3. Allah’ın ismini boş yere ağzına almamak (Allah’ın adını kullanarak yalan yere yemin etmek gibi; bk. Catéchisme de l’Église catholique, s. 441-443),

4. Cumartesi yasağına saygı göstermek (İslâm’da kaldırılmıştır),

5. Ana babaya saygılı olmak/ 6. Adam öldürmemek/ 7. Zina etmemek,

8. Hırsızlık yapmamak/ 9. Yalan şahitliği etmemek/ 10. Başkasına ait olan hiçbir şeye göz dikmemek.

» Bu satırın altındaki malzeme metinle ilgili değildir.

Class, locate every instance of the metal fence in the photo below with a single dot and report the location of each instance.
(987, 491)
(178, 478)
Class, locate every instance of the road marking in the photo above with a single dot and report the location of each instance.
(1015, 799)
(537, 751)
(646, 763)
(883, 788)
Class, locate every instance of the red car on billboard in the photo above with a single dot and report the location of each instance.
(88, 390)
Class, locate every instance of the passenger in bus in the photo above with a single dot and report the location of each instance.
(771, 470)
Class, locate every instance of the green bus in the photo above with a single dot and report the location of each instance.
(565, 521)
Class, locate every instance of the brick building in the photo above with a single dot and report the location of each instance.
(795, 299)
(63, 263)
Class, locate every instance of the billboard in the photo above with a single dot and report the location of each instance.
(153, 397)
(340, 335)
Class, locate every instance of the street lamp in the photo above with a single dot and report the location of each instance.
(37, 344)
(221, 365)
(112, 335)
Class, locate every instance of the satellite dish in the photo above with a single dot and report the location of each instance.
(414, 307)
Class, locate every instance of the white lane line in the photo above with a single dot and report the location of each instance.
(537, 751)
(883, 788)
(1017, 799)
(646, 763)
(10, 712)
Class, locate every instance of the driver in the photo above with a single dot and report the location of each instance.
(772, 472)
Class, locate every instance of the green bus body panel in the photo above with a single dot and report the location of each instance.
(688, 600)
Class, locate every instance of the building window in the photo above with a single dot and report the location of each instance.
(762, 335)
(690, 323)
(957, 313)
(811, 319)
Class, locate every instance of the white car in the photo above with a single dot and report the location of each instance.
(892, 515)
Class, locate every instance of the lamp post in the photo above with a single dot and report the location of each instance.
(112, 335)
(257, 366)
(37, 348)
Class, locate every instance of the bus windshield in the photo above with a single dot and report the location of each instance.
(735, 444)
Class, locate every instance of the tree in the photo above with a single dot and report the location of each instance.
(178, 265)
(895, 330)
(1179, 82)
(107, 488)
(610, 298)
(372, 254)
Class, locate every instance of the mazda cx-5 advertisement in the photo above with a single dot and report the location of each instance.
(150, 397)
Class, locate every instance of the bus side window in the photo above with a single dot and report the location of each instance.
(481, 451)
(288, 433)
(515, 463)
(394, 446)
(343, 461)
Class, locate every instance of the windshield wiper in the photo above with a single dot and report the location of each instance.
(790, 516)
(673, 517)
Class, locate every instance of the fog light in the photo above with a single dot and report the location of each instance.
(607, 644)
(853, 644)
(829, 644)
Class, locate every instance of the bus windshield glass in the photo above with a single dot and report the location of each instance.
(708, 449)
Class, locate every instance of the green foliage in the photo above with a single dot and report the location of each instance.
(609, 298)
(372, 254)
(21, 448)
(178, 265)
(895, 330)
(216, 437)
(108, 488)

Görüldüğü gibi Kur’an’daki buyruklarla Kitâb-ı Mukaddes’tekiler arasında –cumartesi yasağı dışındakiler– öz olarak aynıdır. Kur’an’ın ilk muhatapları olan putperest Araplar’a; 22.âyette ilk ödevi belirleyen “Allah’tan başka Tanrı tanıma!” ifadesindeki buyruk, diğer buyrukların temeli olduğu için 39.âyette bir defa daha tekrar edildikten sonra müşriklerin, en saçma inançlarından biri olan, “Allah’ın erkek çocukları kendilerine bıraktığı, meleklerin ise Allah’ın kızları olduğu” şeklindeki bâtıl inançları 40.âyette reddedilmektedir.